Nema approves Sh125m fence to control Tsavo park elephants

Tsavo National Park elephants

An elephant crosses the Tsavo East game drive along the Voi-Mwatate-Taveta road. 

Photo credit: File | Nation Media Group

The National Environment Management Authority (Nema) has approved the setting up of an electric fence to seal off a hole at a section of Tsavo East National Park which borders Makueni County.

Nema Director-General Mamo Boru Mamo approved the project after studying a report on the impact of the fence on the environment. The assessment now paves way for the installation of the two-strand elephant extrusion fence along River Mtito Andei.

Makueni County government is installing the 20-kilometre fence in collaboration with Tsavo Trust, an organisation which runs a conservancy in the area. They have two years to complete the project, according to Mr Mamo.

The county government has set aside Sh75 million in the 2021/2022 financial year, according to Environment Executive Julius Kaloi. Tsavo Trust has pledged an additional Sh50 million for the fencing project.

Human-wildlife conflict

"The fencing does not represent a direct boundary demarcation but it is purely for mitigating human-wildlife conflict in the community settled area," reads one of the conditions accompanying the approval licence which Nema issued on July 22.

The approval of the fencing comes as desperate residents threatened to take matters in their own hands in the wake of heightened attacks by elephants in the region. They have been demanding for action by Kenya Wildlife Service (KWS) rangers.

The jumbos, which reportedly roam the villages in herds of more than 20 daily, have destroyed acres of crops, houses and water tanks. They also disrupt learning in schools bordering the park and terrorise residents.

Ms Christine Syombua, a rain water harvesting champion who had turned her farmland in Yindundu Village into an oasis teeming with assorted fruit trees, is among the latest victims of the heightened human-wildlife conflict.

"The elephants destroyed all the bananas, papayas and avocados in our orchard and damaged an expensive irrigation system," a distraught Ms Syombua recently told the Nation at her farm.

Food aid

Apart from losing her only source of livelihood, Ms Syombua has joined hundreds of her neighbours who are in dire need of food aid following the destruction of their crops by elephants.

Tourism and Wildlife Cabinet Secretary Najib Balala pledged to increase KWS patrols in the Mtito Andei region following a heightened outcry after a rogue elephant killed a man in the region early this year.
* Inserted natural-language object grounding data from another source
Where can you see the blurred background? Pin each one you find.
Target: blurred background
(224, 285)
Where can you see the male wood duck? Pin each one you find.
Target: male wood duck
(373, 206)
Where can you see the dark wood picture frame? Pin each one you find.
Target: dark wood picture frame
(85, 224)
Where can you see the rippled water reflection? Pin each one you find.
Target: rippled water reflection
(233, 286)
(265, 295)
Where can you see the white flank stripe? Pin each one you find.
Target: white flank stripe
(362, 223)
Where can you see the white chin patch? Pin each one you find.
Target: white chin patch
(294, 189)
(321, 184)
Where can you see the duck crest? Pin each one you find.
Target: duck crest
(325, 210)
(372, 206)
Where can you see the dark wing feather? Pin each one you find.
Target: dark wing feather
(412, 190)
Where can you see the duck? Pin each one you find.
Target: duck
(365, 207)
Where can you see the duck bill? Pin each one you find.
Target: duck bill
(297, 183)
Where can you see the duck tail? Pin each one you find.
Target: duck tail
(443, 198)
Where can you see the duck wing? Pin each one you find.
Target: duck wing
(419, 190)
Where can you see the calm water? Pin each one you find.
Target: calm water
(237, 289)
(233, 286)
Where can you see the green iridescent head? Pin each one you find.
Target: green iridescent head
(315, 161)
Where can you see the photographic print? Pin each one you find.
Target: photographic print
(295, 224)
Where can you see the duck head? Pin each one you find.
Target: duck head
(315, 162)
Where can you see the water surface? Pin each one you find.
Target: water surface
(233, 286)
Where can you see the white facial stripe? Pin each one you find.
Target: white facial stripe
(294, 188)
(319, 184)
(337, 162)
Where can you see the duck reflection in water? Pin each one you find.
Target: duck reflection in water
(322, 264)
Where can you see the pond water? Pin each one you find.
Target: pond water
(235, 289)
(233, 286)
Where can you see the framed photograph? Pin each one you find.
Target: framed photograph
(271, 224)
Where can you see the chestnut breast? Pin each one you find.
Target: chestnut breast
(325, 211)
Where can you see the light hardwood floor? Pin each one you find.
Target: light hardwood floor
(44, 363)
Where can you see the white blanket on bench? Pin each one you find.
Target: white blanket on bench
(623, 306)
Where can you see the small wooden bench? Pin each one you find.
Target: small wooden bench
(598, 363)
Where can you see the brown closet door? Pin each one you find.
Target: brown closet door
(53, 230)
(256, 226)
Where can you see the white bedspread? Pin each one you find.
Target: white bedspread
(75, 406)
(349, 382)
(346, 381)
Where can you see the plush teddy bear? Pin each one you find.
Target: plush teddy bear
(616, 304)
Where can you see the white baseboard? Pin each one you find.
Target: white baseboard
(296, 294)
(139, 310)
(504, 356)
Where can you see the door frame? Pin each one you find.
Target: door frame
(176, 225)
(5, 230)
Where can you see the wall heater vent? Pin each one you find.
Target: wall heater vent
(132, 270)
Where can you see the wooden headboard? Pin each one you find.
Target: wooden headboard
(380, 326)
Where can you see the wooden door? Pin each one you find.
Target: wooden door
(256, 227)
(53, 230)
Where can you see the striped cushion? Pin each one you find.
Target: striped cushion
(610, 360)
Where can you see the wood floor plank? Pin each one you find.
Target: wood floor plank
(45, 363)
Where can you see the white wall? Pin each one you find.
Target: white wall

The wildlife agency enlisted a team of rangers from its Problematic Animals Management Unit to deal with the problem.

They pitched tent in the area but soon left after being unable to handle the situation, leaving behind the overwhelmed ordinary KWS teams patrolling the sprawling region.

It is now believed that the solar-powered fence will bring to an end the age-old problem of human-wildlife conflict in the region.